Global financial markets are booming. Central banks in advanced economies are in tacit competition mode to extend their ultra-loose monetary policy as long as they possibly can. On the one hand, the global economy is enjoying a robust and synchronized recovery. On the other hand, however, central banks are maintaining an extremely cautious stance on acting on this and switching gears back to the normal policy level. This is partly due to a legacy effect. Zero or even negative interest rates, coupled with aggressive asset purchases by central banks, have been praised as a key factor in spurring the current economic recovery.
It seems that central banks don’t want to cause harm to such credit by hastily exiting credit and liquidity laxity. By announcing that it will continue to buy €30 billion ($34.8 billion) in bonds per month at least until September next year and keep interest rates low beyond then, the European Central Bank (ECB) placated market players’ concerns about an imminent end to loose monetary policy in the Euro area. Equity markets on both sides of the Atlantic have welcomed the move, which has further lowered German bund and UK guild yields. With Jerome Powell, nominee to become the new Chair of the US Federal Reserve, expected to support policy continuity, this may signal a yawning interest rate differential between the US and EU.
What does this have to do with Asia? Although the policy metrics of central banks in advanced economies may not include Asian economies, Asia is not immune from the impact of changing global monetary policy and financial market conditions. ADB’s recent Asian Economic Integration Report 2017 noted that inward debt investment to Asia fell by $13.9 billion in 2016, a reversal of the $28.8 billion increase in 2015. But inward equity investment climbed by $167.6 billion, much higher than $46.7 billion increase in 2015. Both the EU’s and US’ portfolio equity investments were robust. With debt investment to Asia also recovering in 2017, total financial flows into the region seem to be growing as strong as ever. This could be a good sign for regional economies, as it may reflect foreign investor confidence in Asia. However, an examination of global financial conditions calls for a more cautious interpretation. Financial inflows reflect a search by investors for yield, both for bond and equity. But more fundamentally, they are spurred by expanding global liquidity and credit cycle. The global economy is at the latter phase of that cycle, and there is a lack of sufficient investment opportunities worldwide. Look at US stock markets. The Dow Jones and S&P indexes are hitting historical highs almost every week, along with equally historically low market volatilities. There’s no doubt that a significant degree of investor complacency underlies this. If capital flows into Asia are driven more by the global liquidity cycle than by economic fundamentals, these flows can ebb at any time and at any speed. In this sense, the recent policy stance reaffirmed by the ECB is not encouraging for Asian economies and financial markets. The global liquidity cycle should be normalized and the credit binge reduced before asset price bubbles are created. Hence, Asia needs to stay vigilant so things do not get out of control. Unfortunately, Asian financial markets are becoming more and more susceptible to potential market corrections and capital flow reversals triggered by factors such as geopolitical risk or economic policy failures.

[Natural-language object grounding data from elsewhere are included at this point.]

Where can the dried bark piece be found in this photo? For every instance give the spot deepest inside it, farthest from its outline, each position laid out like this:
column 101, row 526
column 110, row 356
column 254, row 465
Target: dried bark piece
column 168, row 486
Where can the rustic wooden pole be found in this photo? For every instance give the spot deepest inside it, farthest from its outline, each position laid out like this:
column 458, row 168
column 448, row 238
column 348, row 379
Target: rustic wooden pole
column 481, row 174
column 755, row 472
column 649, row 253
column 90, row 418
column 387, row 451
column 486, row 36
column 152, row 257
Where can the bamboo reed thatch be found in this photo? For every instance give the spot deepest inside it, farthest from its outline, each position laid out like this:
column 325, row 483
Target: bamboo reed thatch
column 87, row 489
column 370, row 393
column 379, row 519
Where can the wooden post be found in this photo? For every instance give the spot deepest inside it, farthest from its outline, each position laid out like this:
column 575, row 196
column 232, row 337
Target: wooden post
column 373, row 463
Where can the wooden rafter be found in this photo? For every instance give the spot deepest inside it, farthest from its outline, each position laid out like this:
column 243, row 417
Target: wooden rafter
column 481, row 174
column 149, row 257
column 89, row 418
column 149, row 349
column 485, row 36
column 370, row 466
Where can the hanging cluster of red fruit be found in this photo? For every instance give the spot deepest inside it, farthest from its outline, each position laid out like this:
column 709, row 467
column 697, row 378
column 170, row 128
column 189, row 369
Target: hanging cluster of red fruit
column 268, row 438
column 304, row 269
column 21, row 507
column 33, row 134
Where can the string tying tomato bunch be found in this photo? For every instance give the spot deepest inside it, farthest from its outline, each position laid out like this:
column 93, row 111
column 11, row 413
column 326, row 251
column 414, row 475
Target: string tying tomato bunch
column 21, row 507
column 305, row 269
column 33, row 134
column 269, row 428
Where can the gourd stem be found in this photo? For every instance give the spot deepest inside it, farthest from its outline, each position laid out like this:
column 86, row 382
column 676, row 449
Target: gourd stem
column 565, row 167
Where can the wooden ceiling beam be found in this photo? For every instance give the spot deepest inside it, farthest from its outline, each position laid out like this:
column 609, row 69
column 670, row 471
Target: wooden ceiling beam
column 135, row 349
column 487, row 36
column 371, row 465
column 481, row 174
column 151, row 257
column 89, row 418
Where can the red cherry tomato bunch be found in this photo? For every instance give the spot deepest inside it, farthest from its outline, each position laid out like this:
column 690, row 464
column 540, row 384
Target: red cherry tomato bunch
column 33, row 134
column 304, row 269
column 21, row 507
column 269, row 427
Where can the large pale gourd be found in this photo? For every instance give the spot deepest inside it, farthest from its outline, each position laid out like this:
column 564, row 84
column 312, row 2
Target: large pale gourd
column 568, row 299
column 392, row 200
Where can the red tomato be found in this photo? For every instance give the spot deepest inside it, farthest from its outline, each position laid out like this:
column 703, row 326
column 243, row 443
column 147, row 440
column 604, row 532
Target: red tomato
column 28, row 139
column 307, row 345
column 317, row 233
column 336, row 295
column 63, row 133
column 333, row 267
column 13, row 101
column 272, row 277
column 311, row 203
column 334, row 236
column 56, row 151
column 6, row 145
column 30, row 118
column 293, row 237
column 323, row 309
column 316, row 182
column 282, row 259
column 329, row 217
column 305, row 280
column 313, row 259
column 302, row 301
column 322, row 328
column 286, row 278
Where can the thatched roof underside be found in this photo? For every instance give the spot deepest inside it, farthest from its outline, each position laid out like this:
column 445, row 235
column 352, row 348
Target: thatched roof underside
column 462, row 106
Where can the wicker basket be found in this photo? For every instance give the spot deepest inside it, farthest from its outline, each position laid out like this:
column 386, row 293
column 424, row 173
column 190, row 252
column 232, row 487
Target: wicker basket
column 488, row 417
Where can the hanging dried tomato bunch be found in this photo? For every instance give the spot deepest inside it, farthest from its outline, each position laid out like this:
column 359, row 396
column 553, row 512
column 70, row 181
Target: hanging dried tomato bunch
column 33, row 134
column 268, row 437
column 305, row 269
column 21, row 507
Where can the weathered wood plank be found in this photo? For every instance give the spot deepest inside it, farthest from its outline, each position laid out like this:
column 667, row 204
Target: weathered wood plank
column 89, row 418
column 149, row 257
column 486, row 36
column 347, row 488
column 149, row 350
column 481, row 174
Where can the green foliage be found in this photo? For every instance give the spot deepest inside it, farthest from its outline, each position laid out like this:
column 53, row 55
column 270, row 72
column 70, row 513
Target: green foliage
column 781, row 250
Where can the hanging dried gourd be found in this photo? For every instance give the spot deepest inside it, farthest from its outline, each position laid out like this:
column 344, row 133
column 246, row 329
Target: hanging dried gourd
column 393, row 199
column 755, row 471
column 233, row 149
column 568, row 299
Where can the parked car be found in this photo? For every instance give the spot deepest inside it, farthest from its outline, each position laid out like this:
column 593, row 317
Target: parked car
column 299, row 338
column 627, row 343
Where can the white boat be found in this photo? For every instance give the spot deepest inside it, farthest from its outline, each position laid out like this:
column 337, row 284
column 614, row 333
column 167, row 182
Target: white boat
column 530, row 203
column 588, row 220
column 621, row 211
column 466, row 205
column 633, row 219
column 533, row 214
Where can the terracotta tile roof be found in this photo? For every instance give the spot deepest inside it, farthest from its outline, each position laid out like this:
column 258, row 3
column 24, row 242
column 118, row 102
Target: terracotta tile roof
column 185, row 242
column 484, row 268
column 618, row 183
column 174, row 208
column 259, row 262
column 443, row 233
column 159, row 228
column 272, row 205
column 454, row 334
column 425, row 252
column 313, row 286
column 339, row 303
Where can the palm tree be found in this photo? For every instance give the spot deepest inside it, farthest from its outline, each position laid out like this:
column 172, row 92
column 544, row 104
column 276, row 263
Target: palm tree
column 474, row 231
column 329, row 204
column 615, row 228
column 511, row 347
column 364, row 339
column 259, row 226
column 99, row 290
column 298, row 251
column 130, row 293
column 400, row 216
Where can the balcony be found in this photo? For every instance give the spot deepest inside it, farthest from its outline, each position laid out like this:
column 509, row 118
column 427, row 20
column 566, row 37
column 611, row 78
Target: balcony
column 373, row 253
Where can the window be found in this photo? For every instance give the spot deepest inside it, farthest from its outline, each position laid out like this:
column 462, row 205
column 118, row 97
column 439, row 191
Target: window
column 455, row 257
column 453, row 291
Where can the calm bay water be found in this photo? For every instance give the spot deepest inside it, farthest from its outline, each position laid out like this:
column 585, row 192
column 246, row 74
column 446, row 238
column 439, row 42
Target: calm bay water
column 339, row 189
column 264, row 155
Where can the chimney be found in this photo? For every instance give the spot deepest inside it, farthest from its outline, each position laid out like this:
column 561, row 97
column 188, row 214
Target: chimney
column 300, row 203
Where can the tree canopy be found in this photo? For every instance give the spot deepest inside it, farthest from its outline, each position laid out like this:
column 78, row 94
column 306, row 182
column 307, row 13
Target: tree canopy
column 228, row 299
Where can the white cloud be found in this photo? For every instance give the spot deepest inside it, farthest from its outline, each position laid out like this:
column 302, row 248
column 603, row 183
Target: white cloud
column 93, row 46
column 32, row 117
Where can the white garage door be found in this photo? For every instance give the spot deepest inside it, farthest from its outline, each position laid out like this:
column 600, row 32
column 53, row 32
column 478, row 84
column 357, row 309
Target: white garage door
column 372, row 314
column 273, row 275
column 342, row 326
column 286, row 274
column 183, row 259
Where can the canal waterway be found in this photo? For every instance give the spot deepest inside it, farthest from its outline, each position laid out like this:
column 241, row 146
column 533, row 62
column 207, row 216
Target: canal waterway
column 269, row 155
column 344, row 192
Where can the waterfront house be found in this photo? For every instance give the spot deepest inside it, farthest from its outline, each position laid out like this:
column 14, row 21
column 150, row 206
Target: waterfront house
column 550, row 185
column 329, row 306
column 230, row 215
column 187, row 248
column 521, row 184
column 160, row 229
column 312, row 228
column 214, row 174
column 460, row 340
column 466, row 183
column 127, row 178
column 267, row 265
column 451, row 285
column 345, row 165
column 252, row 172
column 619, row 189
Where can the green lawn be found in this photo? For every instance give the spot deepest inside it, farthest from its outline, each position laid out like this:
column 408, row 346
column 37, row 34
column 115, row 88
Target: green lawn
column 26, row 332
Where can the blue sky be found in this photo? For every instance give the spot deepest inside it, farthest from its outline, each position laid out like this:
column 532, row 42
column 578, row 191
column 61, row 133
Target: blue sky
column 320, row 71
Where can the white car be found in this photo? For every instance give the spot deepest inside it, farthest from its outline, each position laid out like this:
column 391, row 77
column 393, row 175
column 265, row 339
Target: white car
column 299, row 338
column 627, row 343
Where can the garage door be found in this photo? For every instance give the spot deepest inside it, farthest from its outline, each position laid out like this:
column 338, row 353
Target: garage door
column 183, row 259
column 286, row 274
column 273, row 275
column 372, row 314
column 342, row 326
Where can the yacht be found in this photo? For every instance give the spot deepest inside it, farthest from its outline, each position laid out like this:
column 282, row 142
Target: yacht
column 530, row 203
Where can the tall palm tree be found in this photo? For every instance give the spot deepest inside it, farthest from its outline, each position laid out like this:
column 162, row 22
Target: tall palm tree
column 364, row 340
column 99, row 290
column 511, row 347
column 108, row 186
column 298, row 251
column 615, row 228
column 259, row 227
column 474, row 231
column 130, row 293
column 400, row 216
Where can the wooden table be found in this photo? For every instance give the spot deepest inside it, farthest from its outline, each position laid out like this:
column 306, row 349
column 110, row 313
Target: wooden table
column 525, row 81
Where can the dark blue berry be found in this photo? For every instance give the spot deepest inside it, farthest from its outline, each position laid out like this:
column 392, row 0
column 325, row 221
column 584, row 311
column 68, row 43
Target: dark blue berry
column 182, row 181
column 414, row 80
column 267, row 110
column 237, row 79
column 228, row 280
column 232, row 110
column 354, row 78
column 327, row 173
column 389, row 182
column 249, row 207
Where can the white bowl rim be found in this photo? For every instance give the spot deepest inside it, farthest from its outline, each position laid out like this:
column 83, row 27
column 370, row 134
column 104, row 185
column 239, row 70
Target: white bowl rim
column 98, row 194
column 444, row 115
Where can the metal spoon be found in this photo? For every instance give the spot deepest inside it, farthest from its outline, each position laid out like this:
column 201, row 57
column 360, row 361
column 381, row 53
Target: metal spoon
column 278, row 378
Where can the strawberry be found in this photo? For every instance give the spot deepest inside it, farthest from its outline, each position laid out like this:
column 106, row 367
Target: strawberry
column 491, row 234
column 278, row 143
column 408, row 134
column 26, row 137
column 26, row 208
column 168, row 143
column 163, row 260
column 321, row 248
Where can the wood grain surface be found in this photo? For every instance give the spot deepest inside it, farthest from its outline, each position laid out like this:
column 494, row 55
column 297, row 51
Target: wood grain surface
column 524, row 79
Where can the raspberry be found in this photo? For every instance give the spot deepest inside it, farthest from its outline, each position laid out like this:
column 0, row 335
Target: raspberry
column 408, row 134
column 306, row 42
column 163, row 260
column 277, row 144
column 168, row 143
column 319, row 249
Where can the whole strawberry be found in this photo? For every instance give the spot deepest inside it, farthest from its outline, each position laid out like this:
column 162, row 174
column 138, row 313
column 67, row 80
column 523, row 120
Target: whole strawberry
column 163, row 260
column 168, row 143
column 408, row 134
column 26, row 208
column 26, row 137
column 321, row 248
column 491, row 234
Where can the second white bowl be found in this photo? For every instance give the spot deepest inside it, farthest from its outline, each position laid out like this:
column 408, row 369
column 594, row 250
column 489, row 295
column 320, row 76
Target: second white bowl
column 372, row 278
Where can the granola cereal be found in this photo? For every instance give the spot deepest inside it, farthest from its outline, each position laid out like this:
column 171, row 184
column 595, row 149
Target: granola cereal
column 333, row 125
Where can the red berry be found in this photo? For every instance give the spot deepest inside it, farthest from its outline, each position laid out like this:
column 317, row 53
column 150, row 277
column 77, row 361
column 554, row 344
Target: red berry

So, what steps could correct this trend? The crucial step is for Asian policy makers to start preparing. First, early detection and preemptive response to any buildup of financial risk is critically important. Policy makers can do this in three ways: 1. Maintain sound macroeconomic policies—including a flexible exchange rate and adequate foreign exchange reserves—to maintain investor confidence. 2. Adopt an effective macroprudential policy framework to prevent excessive credit growth and asset price inflation. 3. Enhance risk management systems by upgrading prudential regulation and supervision.
Second, in the medium to long term, deepening and broadening regional financial markets and financial systems are essential for financial efficiency and resilience. A more developed and regionally integrated banking and financial market can improve efficiency in channeling regional savings into real, productive investment.
Third, further reforms are needed to make economies more resilient, and ensure sustainable and inclusive growth. Crisis lessons remind us that sound economic fundamentals are the key to resilience. The region requires greater revenues from tax reforms and better collection to finance infrastructure and social sector needs. Fiscal policy can also play an important long-term role in enhancing an economy’s productivity and growth potential. The global economy is entering uncharted territory, with sustained economic growth coupled with low inflation and close to full employment. This emerging scenario puzzles economists as well as policy makers. In uncertain times, it’s best not to rely on probabilities. Instead, the region’s economies should check their fundamentals once again, and take precautionary measures against potential risks.